ROLAND Emmerich’s Anonymous is premised on one of the conspiracy theories surrounding the works of William Shakespeare. Theories that he wasn’t so much the talented playwright we know today, but a fraud accepting credit for the work of someone else, have been in circulation for years, but Anonymous is the first feature film to delve deeply into this idea.
The film follows the life of Edward de Vere, Earl of Oxford – played by the charming Rhys Ifans – and his struggle with relationships, writing for the public and the manipulative William and Robert Cecil (David Thewlis and Edward Hogg). The film dramatises the controversey surrounding de Vere’s relationship with Queen Elizabeth I and the Cecils’ plot to succeed her, adding a complex political thread to the film’s narrative.

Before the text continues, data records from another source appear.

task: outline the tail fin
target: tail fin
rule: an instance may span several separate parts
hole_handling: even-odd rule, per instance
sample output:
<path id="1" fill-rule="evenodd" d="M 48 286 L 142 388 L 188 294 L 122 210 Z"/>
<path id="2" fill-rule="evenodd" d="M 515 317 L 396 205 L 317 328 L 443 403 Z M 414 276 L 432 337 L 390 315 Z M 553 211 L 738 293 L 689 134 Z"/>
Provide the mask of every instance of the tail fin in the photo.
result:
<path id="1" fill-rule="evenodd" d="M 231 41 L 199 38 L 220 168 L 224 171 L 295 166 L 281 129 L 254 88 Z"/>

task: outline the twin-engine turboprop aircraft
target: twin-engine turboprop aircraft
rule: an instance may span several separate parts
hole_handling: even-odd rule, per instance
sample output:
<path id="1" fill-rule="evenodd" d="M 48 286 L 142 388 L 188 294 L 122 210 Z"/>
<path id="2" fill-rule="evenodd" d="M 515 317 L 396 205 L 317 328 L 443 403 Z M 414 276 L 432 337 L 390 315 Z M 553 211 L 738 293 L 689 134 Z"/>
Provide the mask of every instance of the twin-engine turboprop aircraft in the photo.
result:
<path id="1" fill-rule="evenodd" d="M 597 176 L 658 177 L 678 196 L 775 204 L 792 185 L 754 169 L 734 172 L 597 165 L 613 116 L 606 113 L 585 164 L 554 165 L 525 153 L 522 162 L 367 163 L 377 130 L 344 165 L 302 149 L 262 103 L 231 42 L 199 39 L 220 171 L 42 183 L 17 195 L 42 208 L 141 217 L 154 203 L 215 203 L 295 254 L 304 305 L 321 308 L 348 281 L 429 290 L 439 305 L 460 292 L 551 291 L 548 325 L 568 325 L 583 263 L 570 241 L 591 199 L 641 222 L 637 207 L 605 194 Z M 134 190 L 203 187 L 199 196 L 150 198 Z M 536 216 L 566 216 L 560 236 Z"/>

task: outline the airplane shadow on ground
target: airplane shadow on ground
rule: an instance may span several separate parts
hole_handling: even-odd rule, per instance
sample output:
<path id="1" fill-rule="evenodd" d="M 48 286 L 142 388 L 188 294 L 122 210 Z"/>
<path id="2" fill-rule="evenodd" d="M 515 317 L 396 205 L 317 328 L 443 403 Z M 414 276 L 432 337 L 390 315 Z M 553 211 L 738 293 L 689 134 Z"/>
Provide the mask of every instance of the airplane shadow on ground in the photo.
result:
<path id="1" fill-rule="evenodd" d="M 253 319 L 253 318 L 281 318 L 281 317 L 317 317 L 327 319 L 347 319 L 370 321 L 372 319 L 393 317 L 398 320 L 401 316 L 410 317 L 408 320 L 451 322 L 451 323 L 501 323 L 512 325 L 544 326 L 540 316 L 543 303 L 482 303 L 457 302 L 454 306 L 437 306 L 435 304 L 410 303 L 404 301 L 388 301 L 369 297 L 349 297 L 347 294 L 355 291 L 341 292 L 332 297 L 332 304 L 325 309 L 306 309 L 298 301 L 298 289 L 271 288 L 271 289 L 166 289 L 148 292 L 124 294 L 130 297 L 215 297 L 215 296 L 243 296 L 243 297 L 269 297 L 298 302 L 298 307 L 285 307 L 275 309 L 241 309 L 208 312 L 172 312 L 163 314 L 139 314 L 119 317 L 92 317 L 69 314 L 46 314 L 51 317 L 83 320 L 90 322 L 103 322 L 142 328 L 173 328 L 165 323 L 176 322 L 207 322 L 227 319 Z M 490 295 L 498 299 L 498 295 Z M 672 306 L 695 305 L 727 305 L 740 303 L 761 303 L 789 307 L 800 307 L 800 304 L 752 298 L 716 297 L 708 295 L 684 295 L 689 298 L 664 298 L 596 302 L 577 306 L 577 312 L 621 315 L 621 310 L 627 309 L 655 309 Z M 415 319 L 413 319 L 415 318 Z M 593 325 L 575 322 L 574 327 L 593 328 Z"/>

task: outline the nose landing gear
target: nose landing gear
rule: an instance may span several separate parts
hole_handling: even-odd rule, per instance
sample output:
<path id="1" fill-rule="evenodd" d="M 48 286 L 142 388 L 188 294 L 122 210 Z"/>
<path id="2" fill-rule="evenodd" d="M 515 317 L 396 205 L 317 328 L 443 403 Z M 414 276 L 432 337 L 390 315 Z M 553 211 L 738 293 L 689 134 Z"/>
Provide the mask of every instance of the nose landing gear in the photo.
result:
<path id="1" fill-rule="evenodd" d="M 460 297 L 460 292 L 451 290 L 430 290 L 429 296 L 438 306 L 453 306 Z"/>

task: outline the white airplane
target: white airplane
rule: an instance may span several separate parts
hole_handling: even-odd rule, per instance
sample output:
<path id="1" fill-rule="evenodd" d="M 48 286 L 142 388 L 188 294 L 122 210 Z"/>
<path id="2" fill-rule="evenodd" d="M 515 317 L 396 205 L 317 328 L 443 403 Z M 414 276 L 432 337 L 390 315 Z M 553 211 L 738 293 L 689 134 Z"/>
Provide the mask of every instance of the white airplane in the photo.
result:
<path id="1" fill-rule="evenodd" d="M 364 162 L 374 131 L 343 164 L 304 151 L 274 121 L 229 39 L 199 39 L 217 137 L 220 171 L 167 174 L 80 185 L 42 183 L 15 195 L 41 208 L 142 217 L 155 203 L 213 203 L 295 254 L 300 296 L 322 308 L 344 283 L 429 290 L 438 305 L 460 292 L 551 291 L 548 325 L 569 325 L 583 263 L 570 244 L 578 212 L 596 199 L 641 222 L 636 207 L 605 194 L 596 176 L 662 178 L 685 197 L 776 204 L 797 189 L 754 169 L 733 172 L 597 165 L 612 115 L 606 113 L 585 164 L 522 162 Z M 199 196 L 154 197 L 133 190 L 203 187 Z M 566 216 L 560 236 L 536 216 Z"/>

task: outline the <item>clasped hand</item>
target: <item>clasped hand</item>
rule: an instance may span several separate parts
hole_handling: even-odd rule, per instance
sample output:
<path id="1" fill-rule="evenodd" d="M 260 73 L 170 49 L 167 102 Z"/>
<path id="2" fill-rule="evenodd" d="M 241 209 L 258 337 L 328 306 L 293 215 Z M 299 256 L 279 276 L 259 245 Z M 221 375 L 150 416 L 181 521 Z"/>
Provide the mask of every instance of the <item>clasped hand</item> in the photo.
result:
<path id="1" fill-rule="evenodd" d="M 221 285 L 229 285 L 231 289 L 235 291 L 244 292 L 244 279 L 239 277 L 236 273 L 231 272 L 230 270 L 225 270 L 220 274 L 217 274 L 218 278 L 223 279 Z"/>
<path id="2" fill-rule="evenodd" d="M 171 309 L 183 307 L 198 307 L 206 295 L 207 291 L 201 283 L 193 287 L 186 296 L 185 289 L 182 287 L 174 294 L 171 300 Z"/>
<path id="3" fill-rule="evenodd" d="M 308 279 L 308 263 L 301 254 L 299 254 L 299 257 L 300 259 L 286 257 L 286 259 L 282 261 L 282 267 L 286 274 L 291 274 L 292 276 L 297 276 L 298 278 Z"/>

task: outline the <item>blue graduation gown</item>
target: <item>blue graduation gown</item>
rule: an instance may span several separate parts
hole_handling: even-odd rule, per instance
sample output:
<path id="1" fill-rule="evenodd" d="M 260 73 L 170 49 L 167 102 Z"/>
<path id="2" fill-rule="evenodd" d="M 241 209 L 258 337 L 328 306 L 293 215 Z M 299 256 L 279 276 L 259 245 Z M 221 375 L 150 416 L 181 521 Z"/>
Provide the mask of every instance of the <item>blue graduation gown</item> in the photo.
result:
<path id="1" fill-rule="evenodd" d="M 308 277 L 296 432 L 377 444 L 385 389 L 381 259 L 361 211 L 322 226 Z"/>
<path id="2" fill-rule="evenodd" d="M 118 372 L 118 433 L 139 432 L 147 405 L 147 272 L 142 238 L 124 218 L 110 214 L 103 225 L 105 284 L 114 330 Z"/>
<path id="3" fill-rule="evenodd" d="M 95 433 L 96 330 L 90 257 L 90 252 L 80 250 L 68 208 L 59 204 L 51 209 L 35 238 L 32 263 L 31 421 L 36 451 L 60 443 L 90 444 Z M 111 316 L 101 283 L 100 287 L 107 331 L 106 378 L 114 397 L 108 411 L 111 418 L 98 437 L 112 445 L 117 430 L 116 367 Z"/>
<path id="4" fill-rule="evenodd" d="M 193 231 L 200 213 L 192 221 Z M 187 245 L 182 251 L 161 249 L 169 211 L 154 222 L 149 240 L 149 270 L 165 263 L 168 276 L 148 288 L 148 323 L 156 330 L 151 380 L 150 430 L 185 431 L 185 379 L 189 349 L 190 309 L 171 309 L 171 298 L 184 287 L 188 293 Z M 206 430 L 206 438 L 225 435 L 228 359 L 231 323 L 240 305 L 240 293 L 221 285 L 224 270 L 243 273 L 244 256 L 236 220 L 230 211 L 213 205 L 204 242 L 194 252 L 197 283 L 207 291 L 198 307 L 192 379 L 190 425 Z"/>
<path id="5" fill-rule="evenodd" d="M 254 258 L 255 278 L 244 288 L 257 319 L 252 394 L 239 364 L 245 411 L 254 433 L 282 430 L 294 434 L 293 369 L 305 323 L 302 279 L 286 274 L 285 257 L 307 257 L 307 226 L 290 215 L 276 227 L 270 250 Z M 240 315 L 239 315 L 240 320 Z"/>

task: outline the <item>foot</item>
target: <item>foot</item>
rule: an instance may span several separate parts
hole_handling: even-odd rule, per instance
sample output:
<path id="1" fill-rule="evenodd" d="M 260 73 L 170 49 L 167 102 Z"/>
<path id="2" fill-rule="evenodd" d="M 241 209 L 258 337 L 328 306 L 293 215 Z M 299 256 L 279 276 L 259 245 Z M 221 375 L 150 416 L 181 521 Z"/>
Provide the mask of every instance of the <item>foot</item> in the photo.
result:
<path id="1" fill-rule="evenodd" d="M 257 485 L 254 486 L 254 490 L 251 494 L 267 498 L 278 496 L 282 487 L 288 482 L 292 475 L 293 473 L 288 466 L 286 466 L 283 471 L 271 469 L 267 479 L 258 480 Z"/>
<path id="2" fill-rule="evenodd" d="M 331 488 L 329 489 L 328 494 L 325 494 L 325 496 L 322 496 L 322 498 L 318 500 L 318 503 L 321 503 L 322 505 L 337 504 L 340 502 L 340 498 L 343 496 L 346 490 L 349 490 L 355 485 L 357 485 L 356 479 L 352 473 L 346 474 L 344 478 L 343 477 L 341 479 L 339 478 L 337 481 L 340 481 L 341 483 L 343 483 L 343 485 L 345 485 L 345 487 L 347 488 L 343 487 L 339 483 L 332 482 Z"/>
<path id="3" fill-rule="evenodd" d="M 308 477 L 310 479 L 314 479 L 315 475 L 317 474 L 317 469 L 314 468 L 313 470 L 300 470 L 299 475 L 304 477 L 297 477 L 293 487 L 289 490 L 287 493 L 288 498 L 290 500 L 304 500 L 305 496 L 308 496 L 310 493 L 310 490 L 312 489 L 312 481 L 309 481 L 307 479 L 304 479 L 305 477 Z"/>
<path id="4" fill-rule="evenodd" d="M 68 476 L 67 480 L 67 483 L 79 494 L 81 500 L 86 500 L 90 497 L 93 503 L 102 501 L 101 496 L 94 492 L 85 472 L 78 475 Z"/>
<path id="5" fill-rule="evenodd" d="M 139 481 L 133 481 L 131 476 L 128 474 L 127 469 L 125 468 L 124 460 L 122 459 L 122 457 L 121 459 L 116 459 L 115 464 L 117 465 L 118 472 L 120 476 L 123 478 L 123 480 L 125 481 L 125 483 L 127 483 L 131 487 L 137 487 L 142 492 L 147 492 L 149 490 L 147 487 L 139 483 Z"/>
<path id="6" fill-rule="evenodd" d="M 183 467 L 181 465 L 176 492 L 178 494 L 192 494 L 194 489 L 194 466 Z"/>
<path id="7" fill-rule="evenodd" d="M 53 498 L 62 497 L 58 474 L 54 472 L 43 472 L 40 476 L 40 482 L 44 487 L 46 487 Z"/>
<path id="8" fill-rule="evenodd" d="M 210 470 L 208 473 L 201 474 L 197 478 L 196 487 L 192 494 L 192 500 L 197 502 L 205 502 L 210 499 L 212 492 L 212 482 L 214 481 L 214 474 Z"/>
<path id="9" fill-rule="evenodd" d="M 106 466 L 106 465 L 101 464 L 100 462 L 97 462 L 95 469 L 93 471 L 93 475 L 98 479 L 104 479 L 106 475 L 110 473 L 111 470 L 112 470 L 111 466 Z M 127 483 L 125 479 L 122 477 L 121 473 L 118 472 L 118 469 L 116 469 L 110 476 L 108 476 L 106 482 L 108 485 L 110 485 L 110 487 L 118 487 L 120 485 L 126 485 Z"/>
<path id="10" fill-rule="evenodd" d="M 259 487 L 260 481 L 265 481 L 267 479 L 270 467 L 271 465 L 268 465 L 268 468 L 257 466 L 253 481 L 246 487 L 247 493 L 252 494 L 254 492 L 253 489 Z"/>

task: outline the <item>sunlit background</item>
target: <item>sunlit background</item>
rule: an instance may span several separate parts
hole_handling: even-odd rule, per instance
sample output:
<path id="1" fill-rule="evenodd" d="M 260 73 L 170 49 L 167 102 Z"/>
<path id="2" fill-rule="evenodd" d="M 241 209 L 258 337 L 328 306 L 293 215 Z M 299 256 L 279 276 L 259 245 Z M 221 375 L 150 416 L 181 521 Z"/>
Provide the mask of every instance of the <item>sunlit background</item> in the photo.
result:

Those who speak fluent Shakespeare would have heard the conspiracy theories before, but Anonymous brings underground rumours forward and presents them as fact rather than possibility. In the film, de Vere uses playwright Ben Johnson as a caddie for his work, but through a misunderstanding the obnoxious and self-involved actor William Shakespeare takes credit – and here lies the dilemma.
Anonymous is a delicate balance between political thriller and historical drama, but speculation about the authorship of Macbeth and Hamlet is ultimately set aside as the film focuses on the political issues concerning Elizabeth I and her succession. The idea of a film based on royal successions and literary conspiracies may sound boring, but ignore the lack of any likeable characters and you will find a film so compelling and enthralling it utterly captivates from the moment it begins.
Pay close attention, because Anonymous can be hard to follow, with dialougue so fast that with each twist and turn you run the risk of missing a huge plot point completely. But even if you know nothing of Shakespeare, Elizabethan history or the British Monarchy you can still enjoy this mesmerising movie. The performances are incredible. Performing Shakespeare alone is hard enough, but to perform a Shakespearean film based on the conspiracies surrounding his work is far beyond comprehension and the cast deliver solid performances, even if the characters are so abhorrent.
It’s not unlikely that audiences would fall for the premise of this film. Although we don’t know for sure Shakespeare didn’t write his works, there is an element of truth to some of the conspiracy theorists arguments, such as the illiteracy of Shakespeare’s family.
Anonymous is not what you expect. It’s remarkable that a film with such an array of annoying characters, and a rather stiff academic concept, is so hypnotising that the film survives on plot alone.